Zebra Girl – Film Review

Zebra Girl – Film Review
by Hugh Maguire

It is said that you can judge someone’s suitability as a partner by the way they treat the waiting staff in a restaurant on a first date.  In this case, the handsome male love interest Dan (Tom Cullen), who is also academically gifted (if not great at emotional assessment), is so smitten with his date that nothing she says or does seems to cause alarms or raise a red flag!  And Catherine (Sarah Roy) tells him a lot for a first date, enough to make others run a mile.  Dan becomes enmeshed in a relationship with one very troubled individual, who is incapable of trusting or loving anyone!

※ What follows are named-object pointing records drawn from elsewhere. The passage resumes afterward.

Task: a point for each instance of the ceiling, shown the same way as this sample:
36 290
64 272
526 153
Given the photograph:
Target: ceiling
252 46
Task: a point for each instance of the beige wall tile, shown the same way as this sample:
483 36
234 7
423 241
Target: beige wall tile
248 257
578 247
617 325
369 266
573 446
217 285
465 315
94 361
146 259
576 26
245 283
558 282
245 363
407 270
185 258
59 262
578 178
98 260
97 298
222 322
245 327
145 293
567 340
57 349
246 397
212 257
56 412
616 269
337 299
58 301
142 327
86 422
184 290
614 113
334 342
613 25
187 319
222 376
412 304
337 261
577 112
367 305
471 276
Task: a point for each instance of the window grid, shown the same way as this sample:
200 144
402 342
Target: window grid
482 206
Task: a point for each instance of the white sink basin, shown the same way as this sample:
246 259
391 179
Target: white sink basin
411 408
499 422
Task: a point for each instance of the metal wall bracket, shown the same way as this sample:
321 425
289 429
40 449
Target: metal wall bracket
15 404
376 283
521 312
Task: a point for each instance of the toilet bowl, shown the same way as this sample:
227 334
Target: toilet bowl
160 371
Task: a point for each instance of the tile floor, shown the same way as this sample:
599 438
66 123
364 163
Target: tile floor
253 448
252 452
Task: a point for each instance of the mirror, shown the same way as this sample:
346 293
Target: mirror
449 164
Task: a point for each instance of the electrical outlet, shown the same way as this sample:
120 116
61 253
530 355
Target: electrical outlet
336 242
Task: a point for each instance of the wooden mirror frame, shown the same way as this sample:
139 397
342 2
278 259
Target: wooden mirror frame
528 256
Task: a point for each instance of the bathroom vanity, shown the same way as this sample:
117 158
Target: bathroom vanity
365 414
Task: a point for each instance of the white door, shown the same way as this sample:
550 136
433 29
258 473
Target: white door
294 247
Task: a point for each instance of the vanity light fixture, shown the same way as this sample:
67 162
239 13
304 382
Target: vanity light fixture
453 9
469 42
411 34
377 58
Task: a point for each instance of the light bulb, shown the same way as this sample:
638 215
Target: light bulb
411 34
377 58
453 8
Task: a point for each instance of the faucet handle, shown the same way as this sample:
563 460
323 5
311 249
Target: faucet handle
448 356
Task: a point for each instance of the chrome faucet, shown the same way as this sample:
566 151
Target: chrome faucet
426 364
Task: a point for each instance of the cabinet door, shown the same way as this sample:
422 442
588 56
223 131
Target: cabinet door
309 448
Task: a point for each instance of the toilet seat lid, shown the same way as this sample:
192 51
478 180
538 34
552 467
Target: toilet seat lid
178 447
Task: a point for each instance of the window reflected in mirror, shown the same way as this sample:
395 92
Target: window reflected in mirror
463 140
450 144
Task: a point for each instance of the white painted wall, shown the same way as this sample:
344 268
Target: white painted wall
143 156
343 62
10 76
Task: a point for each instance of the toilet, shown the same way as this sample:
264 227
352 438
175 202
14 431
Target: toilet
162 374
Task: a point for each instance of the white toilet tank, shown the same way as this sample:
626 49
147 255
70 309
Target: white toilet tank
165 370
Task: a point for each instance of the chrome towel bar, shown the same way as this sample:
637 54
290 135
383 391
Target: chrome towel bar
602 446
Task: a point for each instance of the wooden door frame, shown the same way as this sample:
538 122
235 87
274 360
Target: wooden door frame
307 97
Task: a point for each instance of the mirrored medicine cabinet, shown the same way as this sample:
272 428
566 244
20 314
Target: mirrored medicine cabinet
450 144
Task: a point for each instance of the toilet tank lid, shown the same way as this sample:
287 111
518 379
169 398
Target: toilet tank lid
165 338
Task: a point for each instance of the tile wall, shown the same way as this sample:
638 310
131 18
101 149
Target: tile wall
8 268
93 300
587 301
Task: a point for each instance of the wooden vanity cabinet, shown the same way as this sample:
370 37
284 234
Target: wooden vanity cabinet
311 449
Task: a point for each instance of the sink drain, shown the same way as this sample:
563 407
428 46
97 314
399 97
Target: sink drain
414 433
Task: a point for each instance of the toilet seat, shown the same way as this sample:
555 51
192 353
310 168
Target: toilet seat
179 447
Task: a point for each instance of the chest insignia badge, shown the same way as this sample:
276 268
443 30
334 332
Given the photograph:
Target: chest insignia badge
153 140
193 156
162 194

In this tight, psychological thriller (not without moments of dark, gory humour), we are swept along as the protagonist and her long time friend Anita (Jade Anouka), address the crisis that confronts them.  As they reminisce, and through flashbacks to earlier years, we piece together the cause and source of the ongoing trauma, the evolution of their friendship and how unresolved childhood issues can spill over into adulthood.  The narrative flow is not smooth but this in itself is intentional, highlighting the main protagonist’s addled mind and thoughts, and her essentially dysfunctional state.  All of this is aided and abetted by an edgy score and camera work, which also reflects her mental and emotional state.  Inevitably harrowing, we are in the same setting as classics such as Nicolas Roeg’s Don’t Look Now (1973).  A country idyll along with middle-class affluence and the fabled dream home and marriage can often harbour darker realities and trouble.

Essentially a two-hander, with others filling out the narrative, we are confronted with the shared sense of panic, sympathising with the protagonists on the one hand (what are they going to do) while at the same time rather pitying the partner who has paid the price for that difficult first date.  Even if you are not quite on the edge of your seat, it is nonetheless a capable thriller and that keeps your attention right to the bitter end.